Coil, nie wiem czy rolnika, który oddał ciężarną krowę do rzeźni ogarnęło szaleństwo. Podam Ci jednak inny przykład, dotyczący zwierzyny leśnej i  Śnieżnickiego Parku Krajobrazowego. W jednej z karczm pod przełęczą Puchaczówka pracuje moja znajoma. Ma ona kontakt z panem, który oprawia mięso podawane w tej karczmie jako "dziczyzna". Niestety, mąż właścicielki tej karczmy polował na ciężarne łanie, tuż przed porodem i wyciągał z jej brzucha takie właśnie ruszające się cielaczki, które potem umarły.

Ci ludzie idą do lasu i zabierają do swojej zagrody takie "jelenie dzieci".  Jelonki te lądują potem na talerzach w karczmie. Informacje potwierdził inny znajomy. Właściciel pensjonatu już w chwili obecnej nie żyje (zostały żona i córka) , ale organizował bardzo intratne polowania dewizowe bez żadnego szacunku dla zabijanych zwierząt. . Był "prominentem" i nikt go nie ruszał. Myślę, że bardzo trudno "ruszyć" duże korporacje: na podobnej zasadzie.

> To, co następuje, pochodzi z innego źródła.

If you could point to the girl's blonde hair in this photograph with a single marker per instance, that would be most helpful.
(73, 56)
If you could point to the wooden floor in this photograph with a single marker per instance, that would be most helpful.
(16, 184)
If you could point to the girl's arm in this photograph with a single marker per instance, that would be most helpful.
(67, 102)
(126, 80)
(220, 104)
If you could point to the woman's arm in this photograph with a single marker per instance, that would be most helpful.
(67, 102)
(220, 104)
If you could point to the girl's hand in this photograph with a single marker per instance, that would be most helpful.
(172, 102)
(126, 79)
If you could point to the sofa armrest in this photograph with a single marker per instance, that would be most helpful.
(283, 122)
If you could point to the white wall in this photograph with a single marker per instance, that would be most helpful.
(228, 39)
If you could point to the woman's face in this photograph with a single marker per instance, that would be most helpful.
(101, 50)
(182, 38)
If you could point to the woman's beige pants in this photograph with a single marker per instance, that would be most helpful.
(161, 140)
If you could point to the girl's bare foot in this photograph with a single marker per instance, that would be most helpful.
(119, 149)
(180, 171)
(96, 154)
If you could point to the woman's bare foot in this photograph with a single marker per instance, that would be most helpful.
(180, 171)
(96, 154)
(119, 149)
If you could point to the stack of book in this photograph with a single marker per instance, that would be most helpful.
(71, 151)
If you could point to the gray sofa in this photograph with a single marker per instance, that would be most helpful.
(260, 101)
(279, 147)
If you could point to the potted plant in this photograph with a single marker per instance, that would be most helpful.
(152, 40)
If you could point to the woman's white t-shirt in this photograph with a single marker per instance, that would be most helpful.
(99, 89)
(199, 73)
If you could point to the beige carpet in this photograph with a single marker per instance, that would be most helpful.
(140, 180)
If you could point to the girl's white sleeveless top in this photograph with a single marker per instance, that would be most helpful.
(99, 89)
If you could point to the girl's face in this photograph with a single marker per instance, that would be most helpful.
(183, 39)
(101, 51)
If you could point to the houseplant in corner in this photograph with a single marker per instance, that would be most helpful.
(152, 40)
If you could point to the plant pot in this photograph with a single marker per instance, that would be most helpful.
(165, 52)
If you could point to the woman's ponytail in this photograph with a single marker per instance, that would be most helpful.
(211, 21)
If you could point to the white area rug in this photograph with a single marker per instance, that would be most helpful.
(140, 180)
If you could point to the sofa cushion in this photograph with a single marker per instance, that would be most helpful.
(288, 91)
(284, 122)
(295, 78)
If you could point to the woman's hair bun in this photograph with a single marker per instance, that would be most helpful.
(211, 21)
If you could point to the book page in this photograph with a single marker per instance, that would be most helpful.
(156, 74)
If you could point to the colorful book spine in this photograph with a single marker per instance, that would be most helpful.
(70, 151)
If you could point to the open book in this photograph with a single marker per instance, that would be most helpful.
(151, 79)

Oczywiście, można to włożyć między bajki, ale jeśli rację mieliby buddyści i ich idea reinkarnacji odzwierciadlałaby rzeczywistość, to jeśli pośrednio lub bezpośrednio skrzywdziliśmy zwierzę, powrócimy na Ziemię w tej właśnie postaci..

Offline Elka Kobieta

  • Wiadomości: 1281
    • Mastro Antonio
  • Ekspres: GW15
  • Młynek: Probat-100g (1973)
Odp: Rozważania wege.
« Odpowiedź #267 dnia: 29 Czerwiec 2017, 08:24:21 »
Na podsumowanie tematu chciałam jeszcze podzielić się pewną ideą, którą pewnie poniosę dalej: oprócz tzw. certyfikatów "eko" przydałyby się jeszcze certyfikaty "eto", wskazujące na fakt, że dany producent przestrzegał zasad dobrostanu zwierząt.

Offline siewcu Mężczyzna

  • Wiadomości: 5087
  • Ekspres: LaPa EP
  • Młynek: Aergrind
Odp: Rozważania wege.
« Odpowiedź #268 dnia: 29 Czerwiec 2017, 08:31:59 »
A ja dalej nie rozumiem dlaczego czepiasz się przemysłu, który taki miał być(i tak traktować zwierzęta), skoro masz wybór - mięso "przemysłowe" i eko. I nie mówię tu o wolnym wybiegu, który z wolnym wybiegiem nie ma nic wspólnego...

Offline Elka Kobieta

  • Wiadomości: 1281
    • Mastro Antonio
  • Ekspres: GW15
  • Młynek: Probat-100g (1973)
Odp: Rozważania wege.
« Odpowiedź #269 dnia: 29 Czerwiec 2017, 10:45:51 »
Taki mam problem, Siewcu, że świnia to nie przedmiot.